La terapia dell'infertilità dipende strettamente dalle cause. Si passa da trattamenti medici quali l'induzione farmacologica dell'ovulazione (con compresse o con punture) seguita da rapporti sessuali mirati, alle inseminazioni (induzione farmacologica dell'ovulazione e successiva introduzione del liquido seminale maschile nell'utero). La terapia per l'induzione dell'ovulazione viene effettuata come unica terapia (seguita da rapporti mirati), come terapia preliminare a inseminazioni o come terapia preliminare per tecniche di procreazione assistita (FIVET, ICSI, GIFT). Nei casi di infertilità di coppia più complessi, o resistenti alle terapie di primo livello (induzione farmacologica dell'ovulazione seguita da rapporti mirati, o inseminazioni), o con entrambe le tube danneggiate, si passa alle cosiddette tecniche di fecondazione assistita. Tali tecniche garantiscono tassi di gravidanza variabili tra il 15 ed il 30% a tentativo. Sono impegnative dal punto di vista della paziente (iniezioni, dosaggi ormonali, ecografie ripetute, un piccolo intervento chirurgico) ed alle volte generano grande stress per la notevole aspettativa che la coppia pone nei loro confronti.

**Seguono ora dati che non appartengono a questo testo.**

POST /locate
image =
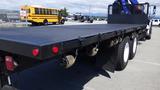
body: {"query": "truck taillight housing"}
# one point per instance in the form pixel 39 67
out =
pixel 55 49
pixel 35 52
pixel 9 62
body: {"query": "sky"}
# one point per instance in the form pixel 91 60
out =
pixel 73 6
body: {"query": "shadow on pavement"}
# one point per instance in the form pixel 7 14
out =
pixel 51 76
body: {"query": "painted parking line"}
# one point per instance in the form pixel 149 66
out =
pixel 151 63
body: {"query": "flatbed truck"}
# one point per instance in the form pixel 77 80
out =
pixel 23 48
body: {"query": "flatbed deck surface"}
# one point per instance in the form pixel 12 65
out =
pixel 45 35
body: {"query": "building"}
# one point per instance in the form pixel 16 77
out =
pixel 9 15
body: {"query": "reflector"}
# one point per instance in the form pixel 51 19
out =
pixel 35 52
pixel 55 49
pixel 9 62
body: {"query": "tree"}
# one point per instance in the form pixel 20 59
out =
pixel 63 12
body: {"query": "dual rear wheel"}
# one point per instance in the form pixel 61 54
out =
pixel 125 51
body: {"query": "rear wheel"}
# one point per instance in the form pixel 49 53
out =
pixel 122 56
pixel 133 47
pixel 45 22
pixel 149 31
pixel 62 21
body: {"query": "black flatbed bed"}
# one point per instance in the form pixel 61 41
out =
pixel 18 39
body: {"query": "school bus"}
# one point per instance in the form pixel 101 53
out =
pixel 40 15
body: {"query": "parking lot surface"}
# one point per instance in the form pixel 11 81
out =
pixel 142 73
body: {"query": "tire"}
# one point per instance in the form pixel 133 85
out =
pixel 133 47
pixel 62 21
pixel 122 54
pixel 45 22
pixel 149 31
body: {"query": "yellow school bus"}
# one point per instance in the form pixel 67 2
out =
pixel 40 15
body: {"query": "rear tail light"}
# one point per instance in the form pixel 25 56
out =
pixel 35 52
pixel 9 62
pixel 55 50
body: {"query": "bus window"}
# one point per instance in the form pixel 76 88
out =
pixel 49 11
pixel 40 10
pixel 43 11
pixel 36 11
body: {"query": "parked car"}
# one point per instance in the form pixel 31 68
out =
pixel 156 22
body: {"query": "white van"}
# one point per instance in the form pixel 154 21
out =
pixel 156 22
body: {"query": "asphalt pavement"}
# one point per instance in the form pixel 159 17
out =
pixel 142 73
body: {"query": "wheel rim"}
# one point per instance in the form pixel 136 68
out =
pixel 126 52
pixel 135 45
pixel 148 31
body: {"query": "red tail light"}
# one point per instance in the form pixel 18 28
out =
pixel 35 52
pixel 55 50
pixel 9 62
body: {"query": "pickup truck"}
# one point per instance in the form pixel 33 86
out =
pixel 25 47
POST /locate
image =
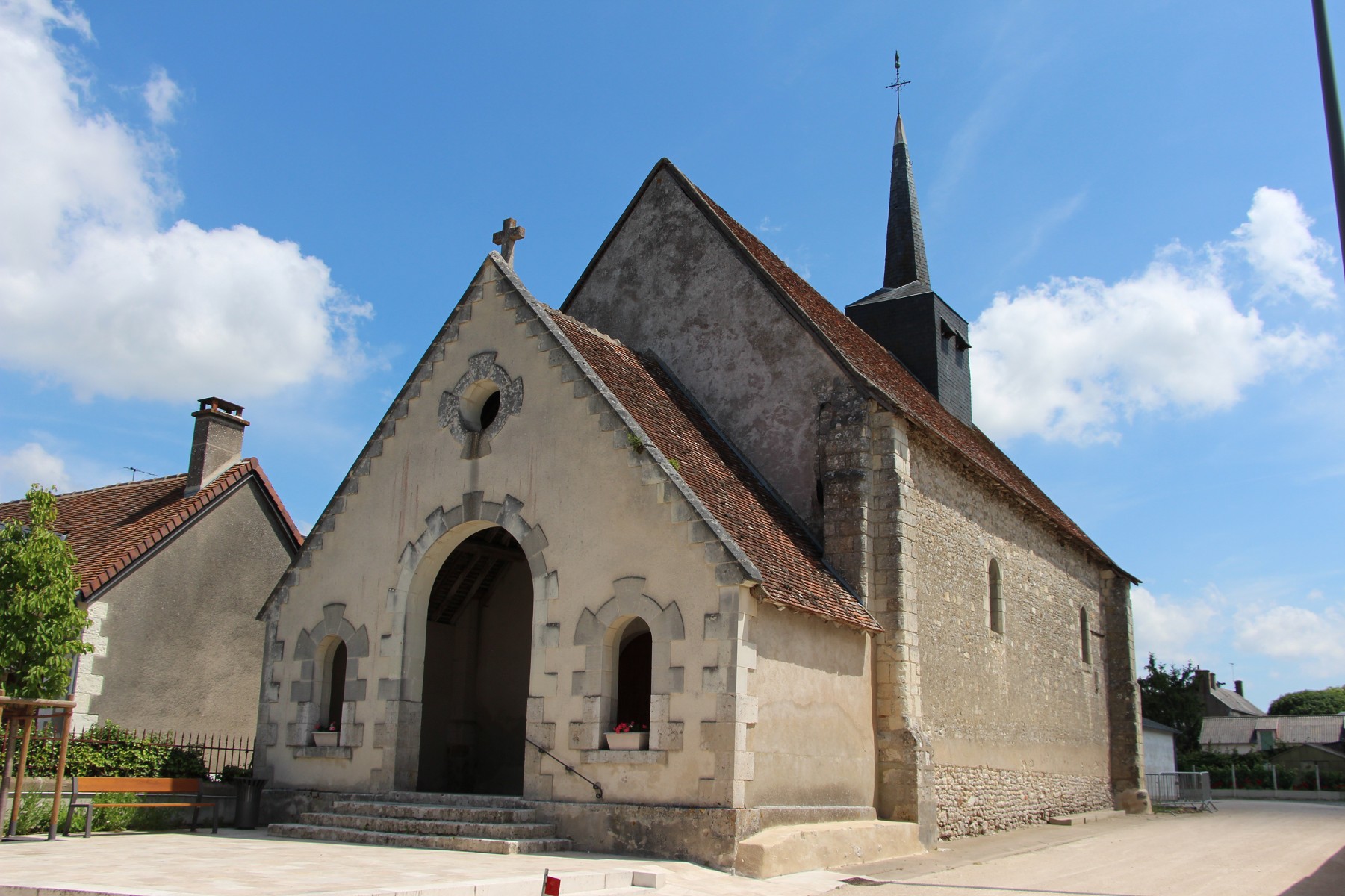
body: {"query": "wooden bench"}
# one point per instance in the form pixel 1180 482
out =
pixel 87 787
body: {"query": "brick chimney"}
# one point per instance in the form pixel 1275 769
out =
pixel 217 443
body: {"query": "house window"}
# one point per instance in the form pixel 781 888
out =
pixel 634 676
pixel 1084 635
pixel 334 686
pixel 997 597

La diagnosi di infertilità rappresenta una ferita nella propria identità, la perdita di un progetto e di un desiderio, un vero e proprio lutto che richiede la giusta considerazione per poter essere elaborato. Il lavoro dello psicologo in questi casi può essere fondamentale e può agire su diversi piani in base alla fase che l’individuo o la coppia sta vivendo.

  • La consulenza d’implicazione permette di ottenere più informazioni riguardo alle implicazioni sociali ed emozionali connesse ad un percorso di fecondazione assistita, focalizzandosi sul significato specifico che ogni informazione ha per il singolo o la coppia, permettendo in tal modo di prendere delle decisioni consapevoli.

  • La consulenza di supporto mira ad offrire un supporto emozionale a singoli o coppie che vivono un’esperienza di forte stress, che può essere causata dalla frustrazione del desiderio per un figlio, dalla pressione familiare e sociale, così come dalla tecnologia riproduttiva impiegata. Tale consulenza permette di individuare le risorse che il singolo o la coppia hanno nell’affrontare lo stress emozionale e fisico, e nell’elaborare nuove strategie per sostenere al meglio le situazioni di forte stress.

  • La psicoterapia di tipo individuale o di coppia permette di dar voce al dolore, indagando il significato e l’impatto dell’infertilità sulla propria vita. Attraverso un percorso è possibile iniziare a comprendere la presenza di eventuali blocchi e/o traumi psichici o paure legate alla genitorialità in modo da poterli affrontare e elaborare. In questo modo viene incentivata una maggiore conoscenza e consapevolezza di sé e del legame di coppia, approfondendo anche tematiche specifiche riguardanti il rapporto di coppia come difficoltà di comunicazione e sessualità. Oltre a questo, anche l’intervento psicoterapeutico favorisce lo sviluppo di strategie nella gestione dello stress e dell’angoscia connesse al problema di infertilità, lavorando su vie alternative e sull’auto-fiducia per il futuro.

Il poter dare un nome al dolore e verbalizzare vissuti spesso mai detti può far migliorare lo stato di salute in generale e quindi aumentare la stima di sè, così da ritornare a vivere meglio e recuperare l’integrità e complessità della propria identità, individuale e di coppia.